Cool, 2.0ish ways to document a trip along the Oregon Trail? I'll have a camera, a handheld GPS, a laptop, and an 8-year-old.
In June my son and I will be taking a two week trip along the length of the Oregon Trail from Missouri to Oregon. I am a historian of the American West and I have been wanting to do this for years. I have also been playing around with digital history and I want to make the trip into an experiment in using digital technology and web applications to tell a story. I will have a laptop, various cameras, and a handheld GPS unit. I could also buy additional toys as needed. We will mix hotels with camping and I will probably not have internet access every day.
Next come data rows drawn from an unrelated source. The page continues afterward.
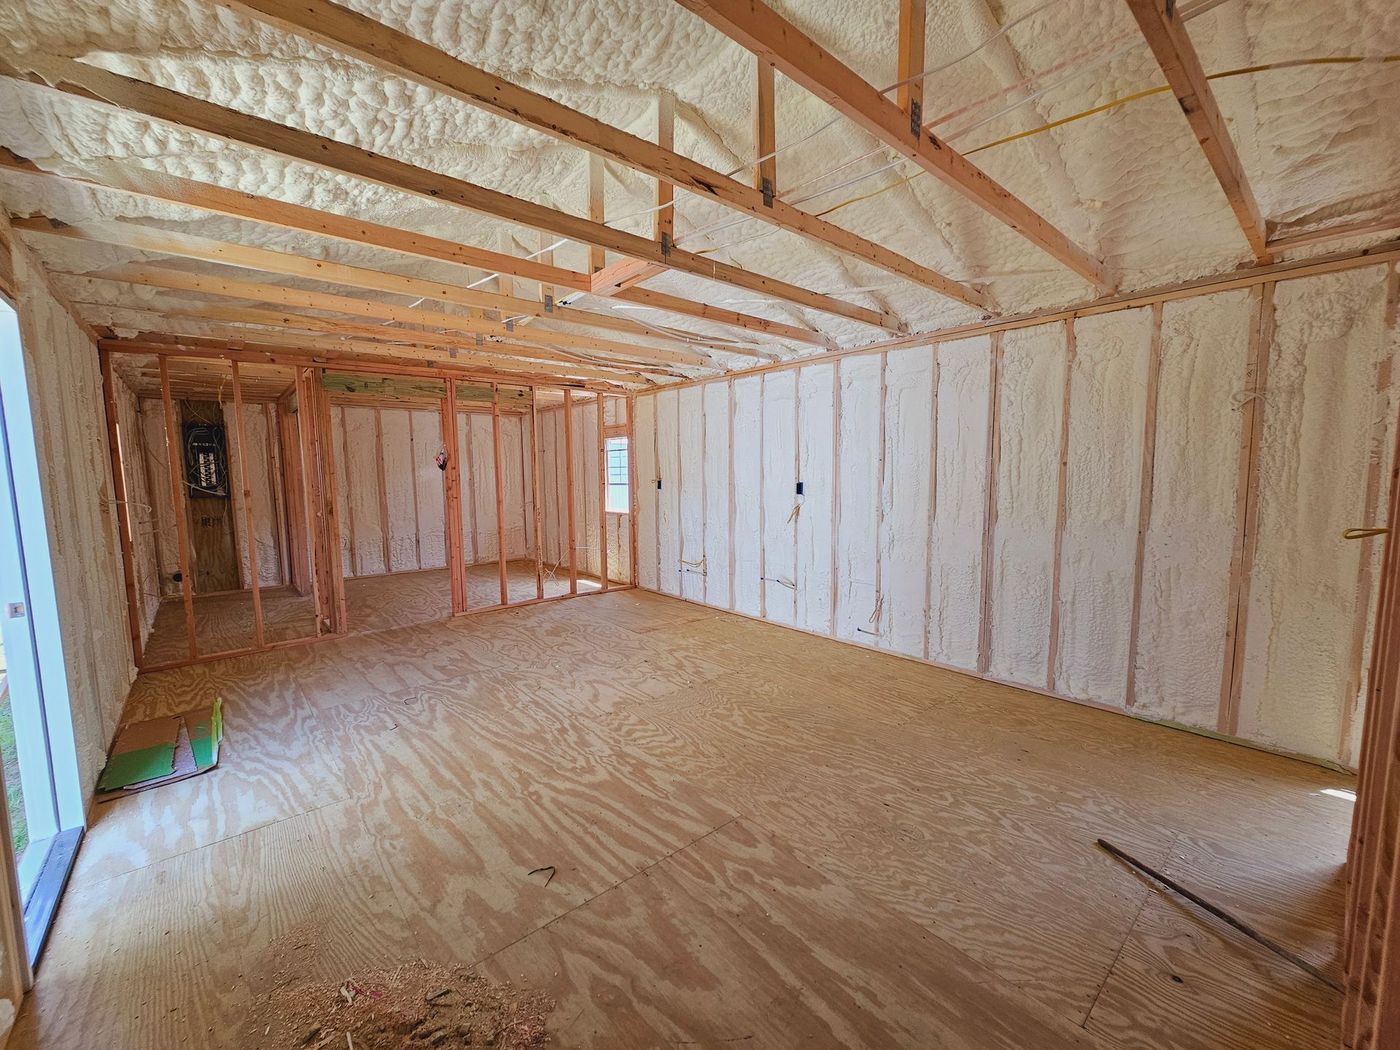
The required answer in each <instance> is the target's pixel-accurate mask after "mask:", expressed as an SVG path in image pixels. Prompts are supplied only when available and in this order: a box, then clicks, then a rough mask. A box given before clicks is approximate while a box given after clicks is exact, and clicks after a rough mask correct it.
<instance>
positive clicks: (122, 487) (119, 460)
mask: <svg viewBox="0 0 1400 1050" xmlns="http://www.w3.org/2000/svg"><path fill="white" fill-rule="evenodd" d="M98 364H99V367H101V370H102V402H104V403H105V406H106V449H108V455H109V456H111V463H112V498H113V501H115V503H116V536H118V540H119V542H120V546H122V578H123V581H125V584H126V623H127V633H129V634H130V638H132V662H133V664H134V665H136V666H137V668H140V666H141V662H143V647H141V620H144V619H146V613H144V608H146V606H144V603H143V602H140V601H137V596H136V556H134V553H133V550H132V546H133V545H132V538H133V535H134V533H133V532H132V512H130V507H129V503H127V498H129V497H127V491H126V465H125V462H123V459H125V458H123V455H122V440H120V414H119V413H118V407H116V382H115V379H113V377H112V356H111V354H109V353H106V351H105V350H98Z"/></svg>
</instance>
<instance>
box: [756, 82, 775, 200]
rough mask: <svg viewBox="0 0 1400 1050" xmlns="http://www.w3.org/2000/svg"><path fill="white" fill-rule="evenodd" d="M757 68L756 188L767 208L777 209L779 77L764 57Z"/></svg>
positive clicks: (756, 86)
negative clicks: (777, 100)
mask: <svg viewBox="0 0 1400 1050" xmlns="http://www.w3.org/2000/svg"><path fill="white" fill-rule="evenodd" d="M755 64H756V70H755V73H756V76H755V80H753V155H755V157H757V164H756V165H755V167H753V188H755V189H756V190H759V193H762V195H763V204H764V207H773V206H774V204H776V203H777V199H778V158H777V157H774V155H773V154H774V153H776V151H777V148H778V133H777V116H776V113H774V101H776V99H774V95H776V92H777V76H776V70H774V69H773V63H771V62H766V60H764V59H763V57H762V56H759V57H757V59H756V60H755Z"/></svg>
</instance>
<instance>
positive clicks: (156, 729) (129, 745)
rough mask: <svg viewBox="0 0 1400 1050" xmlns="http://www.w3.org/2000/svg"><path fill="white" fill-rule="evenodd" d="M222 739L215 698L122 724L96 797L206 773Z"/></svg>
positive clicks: (223, 718) (114, 742)
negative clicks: (192, 707)
mask: <svg viewBox="0 0 1400 1050" xmlns="http://www.w3.org/2000/svg"><path fill="white" fill-rule="evenodd" d="M223 739H224V713H223V701H221V700H220V699H217V697H216V700H214V703H213V706H210V707H202V708H197V710H193V711H185V713H182V714H172V715H167V717H164V718H147V720H146V721H141V722H130V724H129V725H123V727H122V728H120V729H119V731H118V734H116V741H113V743H112V753H111V755H109V756H108V759H106V767H105V769H104V770H102V776H101V777H99V778H98V781H97V801H98V802H108V801H111V799H115V798H120V797H122V795H130V794H134V792H137V791H146V790H147V788H153V787H160V785H161V784H172V783H175V781H176V780H185V778H186V777H193V776H197V774H200V773H207V771H209V770H211V769H214V766H217V764H218V745H220V742H221V741H223Z"/></svg>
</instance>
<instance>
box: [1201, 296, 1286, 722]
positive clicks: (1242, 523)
mask: <svg viewBox="0 0 1400 1050" xmlns="http://www.w3.org/2000/svg"><path fill="white" fill-rule="evenodd" d="M1253 300H1254V307H1253V312H1252V316H1250V325H1249V344H1247V347H1246V351H1247V354H1249V356H1247V357H1246V360H1245V391H1243V393H1245V400H1243V406H1242V413H1240V414H1242V419H1240V441H1239V469H1238V472H1236V480H1235V543H1233V549H1232V552H1231V567H1229V601H1228V603H1226V622H1225V661H1224V668H1222V671H1221V697H1219V710H1218V718H1217V727H1215V728H1217V729H1218V731H1219V732H1222V734H1225V735H1226V736H1235V735H1236V734H1238V732H1239V700H1240V692H1242V687H1243V678H1245V641H1246V634H1247V629H1249V591H1250V582H1252V578H1253V574H1254V547H1256V542H1257V538H1259V469H1260V463H1259V458H1260V444H1261V442H1263V437H1264V398H1266V396H1267V391H1268V364H1270V358H1271V357H1273V346H1274V286H1273V284H1264V286H1261V287H1260V288H1259V291H1256V293H1254V297H1253Z"/></svg>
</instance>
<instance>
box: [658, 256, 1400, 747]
mask: <svg viewBox="0 0 1400 1050" xmlns="http://www.w3.org/2000/svg"><path fill="white" fill-rule="evenodd" d="M1397 304H1400V276H1397V273H1396V269H1394V265H1393V263H1387V262H1386V260H1380V262H1373V260H1364V259H1362V260H1354V262H1352V263H1351V265H1350V266H1348V267H1345V269H1343V267H1340V266H1338V267H1329V269H1327V270H1308V269H1305V267H1299V270H1298V272H1296V273H1285V274H1270V276H1267V277H1264V279H1252V280H1245V279H1236V277H1226V279H1222V280H1218V281H1214V283H1203V284H1201V286H1198V287H1194V286H1193V287H1182V288H1179V290H1172V291H1166V293H1155V294H1144V295H1141V297H1130V298H1127V300H1126V301H1123V302H1113V304H1105V305H1103V307H1098V305H1096V307H1092V308H1086V309H1078V311H1063V312H1058V314H1057V312H1053V311H1047V312H1046V314H1044V315H1036V316H1028V318H1018V319H1011V321H1004V322H991V323H987V325H981V326H970V328H967V329H959V330H951V332H948V333H931V335H928V336H923V337H910V339H909V340H902V344H899V346H893V347H889V349H881V350H869V351H850V353H839V354H823V356H815V357H811V358H806V360H802V361H797V363H783V364H781V365H770V367H763V368H756V370H749V371H746V372H741V374H736V375H729V377H720V378H714V379H710V378H706V379H700V381H694V382H687V384H676V385H671V386H666V388H664V389H661V391H657V392H647V393H645V395H641V396H638V398H637V402H636V410H637V442H638V445H640V448H638V455H640V458H641V463H640V473H641V477H643V482H641V484H640V487H638V496H640V500H641V504H640V512H638V529H640V543H638V563H640V564H638V582H640V585H641V587H643V588H650V589H657V591H659V592H662V594H668V595H673V596H678V598H683V599H687V601H693V602H703V603H706V605H713V606H718V608H722V609H729V610H734V612H738V613H742V615H746V616H752V617H757V619H764V620H769V622H773V623H780V624H784V626H788V627H794V629H799V630H805V631H809V633H816V634H823V636H829V637H834V638H839V640H841V641H847V643H851V644H860V645H868V647H874V648H879V650H883V651H888V652H895V654H899V655H903V657H907V658H913V659H921V661H927V662H931V664H937V665H939V666H946V668H951V669H956V671H960V672H965V673H969V675H977V676H983V678H988V679H993V680H997V682H1004V683H1007V685H1015V686H1019V687H1022V689H1029V690H1035V692H1040V693H1046V694H1050V696H1056V697H1060V699H1065V700H1072V701H1075V703H1082V704H1089V706H1096V707H1100V708H1105V710H1114V711H1120V713H1124V714H1131V715H1134V717H1140V718H1148V720H1152V721H1161V722H1166V724H1172V725H1179V727H1183V728H1190V729H1194V731H1200V732H1207V734H1211V735H1219V736H1225V738H1229V739H1233V741H1238V742H1243V743H1250V745H1253V746H1259V748H1264V749H1268V750H1275V752H1281V753H1287V755H1294V756H1301V757H1308V759H1312V760H1316V762H1322V763H1329V764H1334V766H1341V767H1347V769H1352V767H1355V764H1357V756H1358V738H1359V729H1361V720H1362V714H1364V708H1365V690H1364V682H1365V679H1366V669H1368V666H1369V664H1371V659H1372V657H1371V651H1372V637H1373V623H1372V616H1371V609H1372V605H1373V595H1375V588H1376V581H1378V580H1379V570H1380V567H1379V557H1380V547H1379V543H1378V542H1376V540H1375V539H1369V540H1368V539H1361V540H1350V539H1344V536H1343V533H1344V531H1347V529H1350V528H1355V526H1372V525H1383V524H1385V521H1386V491H1387V487H1389V482H1387V479H1390V477H1392V463H1390V451H1392V442H1390V435H1392V434H1393V430H1394V426H1396V403H1397V402H1396V392H1394V386H1393V375H1394V363H1396V354H1397V353H1400V328H1397ZM1299 595H1306V599H1305V601H1301V599H1299Z"/></svg>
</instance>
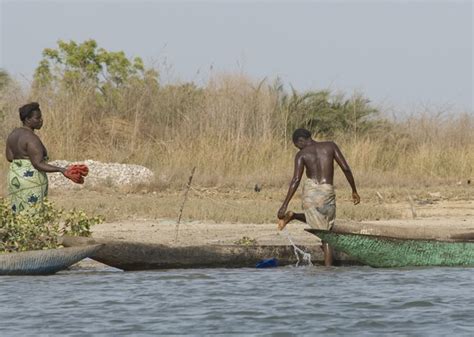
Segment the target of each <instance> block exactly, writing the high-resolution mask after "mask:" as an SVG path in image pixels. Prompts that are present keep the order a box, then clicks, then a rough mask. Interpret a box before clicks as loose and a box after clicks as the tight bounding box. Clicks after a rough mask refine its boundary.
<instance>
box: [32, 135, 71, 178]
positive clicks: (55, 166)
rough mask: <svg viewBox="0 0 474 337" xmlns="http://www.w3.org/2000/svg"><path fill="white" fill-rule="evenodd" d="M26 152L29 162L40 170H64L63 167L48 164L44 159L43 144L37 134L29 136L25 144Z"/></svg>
mask: <svg viewBox="0 0 474 337" xmlns="http://www.w3.org/2000/svg"><path fill="white" fill-rule="evenodd" d="M26 153H27V154H28V158H30V161H31V164H33V166H34V167H35V168H36V169H37V170H38V171H42V172H61V173H64V171H66V169H65V168H63V167H58V166H54V165H50V164H48V163H46V162H45V161H44V153H43V145H42V143H41V141H40V140H39V138H38V137H37V136H34V137H29V139H28V140H27V144H26Z"/></svg>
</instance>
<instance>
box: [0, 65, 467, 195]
mask: <svg viewBox="0 0 474 337" xmlns="http://www.w3.org/2000/svg"><path fill="white" fill-rule="evenodd" d="M280 96H281V91H278V90H276V89H275V88H274V86H271V85H267V84H266V83H265V82H257V81H254V80H251V79H249V78H247V77H246V76H243V75H235V74H224V75H218V76H215V77H213V78H212V79H210V80H209V82H208V83H207V84H206V85H205V86H203V87H196V86H194V85H193V84H176V85H166V86H159V85H157V84H156V83H147V82H146V81H144V82H141V83H137V84H136V85H131V86H128V87H126V88H124V89H123V90H121V91H118V92H115V94H114V96H108V97H102V96H100V97H99V95H98V93H97V91H96V90H95V89H94V88H90V87H85V86H78V87H77V88H74V90H69V91H59V92H58V91H55V92H52V91H48V90H46V89H45V90H43V91H28V90H26V89H22V88H20V87H18V86H17V85H15V84H11V85H10V86H8V87H7V88H6V89H4V90H2V91H1V92H0V111H1V112H3V115H4V116H3V121H2V124H1V127H0V146H1V147H2V148H4V146H5V139H6V137H7V135H8V133H9V132H10V131H11V130H12V129H13V128H14V127H15V126H19V124H20V122H19V119H18V107H20V106H21V105H23V104H25V103H26V102H28V101H38V102H39V103H40V105H41V108H42V111H43V118H44V127H43V129H42V130H41V131H40V132H39V135H40V137H41V139H42V140H43V142H44V143H45V145H46V147H47V148H48V150H49V152H50V153H49V154H50V158H51V159H68V160H85V159H94V160H100V161H105V162H123V163H138V164H143V165H146V166H148V167H150V168H152V169H153V170H154V172H155V173H156V181H155V182H154V183H155V186H156V187H157V188H158V187H162V188H165V187H176V186H180V185H182V184H184V183H185V181H186V177H187V175H188V174H189V172H190V170H191V168H192V167H193V166H197V168H198V170H197V173H196V176H195V183H196V184H199V185H203V186H222V185H226V186H253V185H254V184H256V183H258V184H263V185H271V186H283V185H286V184H287V183H288V179H289V178H290V177H291V174H292V170H293V157H294V154H295V153H296V149H295V148H294V147H293V145H292V144H291V139H290V137H291V132H292V130H289V129H288V123H287V120H288V118H291V115H290V114H291V113H292V112H291V111H290V110H288V109H286V110H285V109H282V106H281V99H280ZM0 118H1V114H0ZM378 118H379V120H380V121H382V117H378ZM376 119H377V118H376ZM315 137H316V139H328V137H330V139H331V140H334V141H335V142H336V143H337V144H338V145H339V147H340V148H341V150H342V152H343V153H344V154H345V156H346V159H347V160H348V162H349V165H350V166H351V168H352V170H353V172H354V175H355V178H356V182H357V183H358V184H359V185H361V184H363V185H365V186H379V185H383V186H387V185H399V186H400V185H403V186H407V185H412V184H414V185H416V186H420V185H425V184H440V183H452V182H455V181H458V180H463V179H466V180H467V179H468V178H471V177H472V176H473V173H474V172H473V171H474V116H473V115H472V114H468V113H466V114H463V115H455V116H440V115H428V114H420V115H413V116H412V117H409V118H407V119H404V120H403V121H397V122H396V121H387V120H383V123H379V124H374V125H373V127H372V129H371V130H369V132H367V130H366V131H365V132H362V131H360V130H358V129H357V128H356V127H354V128H353V129H351V130H349V131H347V130H346V131H345V132H338V131H337V130H336V131H335V132H332V133H331V135H330V136H327V135H323V134H319V135H315ZM6 170H7V162H6V160H1V161H0V176H3V177H5V175H6ZM336 179H337V181H338V183H339V184H345V183H344V180H343V179H344V178H343V176H342V175H341V174H340V173H338V177H337V178H336ZM4 180H5V179H4V178H2V179H0V191H2V193H5V183H4Z"/></svg>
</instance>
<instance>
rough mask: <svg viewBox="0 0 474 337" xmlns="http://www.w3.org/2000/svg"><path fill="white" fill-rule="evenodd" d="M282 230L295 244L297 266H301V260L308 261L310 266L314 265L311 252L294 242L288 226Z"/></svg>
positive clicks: (293, 249)
mask: <svg viewBox="0 0 474 337" xmlns="http://www.w3.org/2000/svg"><path fill="white" fill-rule="evenodd" d="M282 232H283V233H284V234H285V236H286V237H287V239H288V241H290V244H291V245H292V246H293V250H294V252H295V256H296V267H298V266H299V264H300V262H301V261H306V262H307V264H308V266H312V265H313V263H312V262H311V254H310V253H306V252H305V251H304V250H302V249H300V248H298V247H297V246H296V245H295V244H294V243H293V240H292V239H291V236H290V233H289V232H288V230H287V229H286V228H284V229H283V230H282ZM300 254H301V259H300Z"/></svg>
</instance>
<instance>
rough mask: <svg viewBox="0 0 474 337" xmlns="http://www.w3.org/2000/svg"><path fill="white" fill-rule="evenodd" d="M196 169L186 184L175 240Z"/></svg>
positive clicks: (189, 176)
mask: <svg viewBox="0 0 474 337" xmlns="http://www.w3.org/2000/svg"><path fill="white" fill-rule="evenodd" d="M194 171H196V166H194V167H193V169H192V170H191V175H190V176H189V180H188V184H187V185H186V191H185V192H184V199H183V203H182V204H181V209H180V210H179V216H178V223H177V224H176V236H175V238H174V241H175V242H178V234H179V224H180V222H181V216H182V215H183V209H184V204H185V203H186V200H187V199H188V192H189V189H190V188H191V182H192V181H193V176H194Z"/></svg>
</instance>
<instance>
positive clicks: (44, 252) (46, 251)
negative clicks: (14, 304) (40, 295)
mask: <svg viewBox="0 0 474 337" xmlns="http://www.w3.org/2000/svg"><path fill="white" fill-rule="evenodd" d="M101 246H102V245H97V244H96V245H87V246H83V247H72V248H58V249H47V250H32V251H26V252H18V253H4V254H0V275H51V274H54V273H57V272H58V271H60V270H64V269H66V268H68V267H69V266H71V265H73V264H74V263H76V262H79V261H80V260H82V259H84V258H86V257H89V256H91V255H93V254H94V253H95V252H96V251H97V250H99V249H100V248H101Z"/></svg>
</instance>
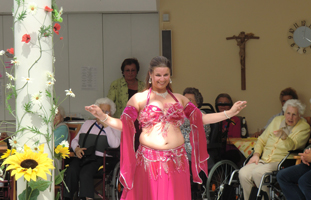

At a minimum I want to put selected photos, writing, and perhaps video online. It would be nice if this was in some sort of sequential format, maybe laid out on a map of the trail. And yet I don’t want to spend a ton of time processing this—I am hoping for something that I can do quickly, spending no more than an hour a night to document the days adventures. I have a Blogger blog devoted to Northwest History and technology, My preference is to use that, or at least build from it.
What are my options? In addition to blogging I have played around a little with putting
photos in my Picassa Albums into Google Maps and that is fun and fairly easy. I bought a program named Robogeo that is supposed to automatically geotag my photos (you sync the clocks on your camera and GPS unit and feed the data into the program) but can’t get it to work, perhaps because it doesn’t seem to play nice with Magellan products. Right now my plan is to put my best photos into a Picassa Web album, map them, and write a blog entry each day. But I am open to suggestions.
(And I promise to either link whatever I do back here or post it in Projects.)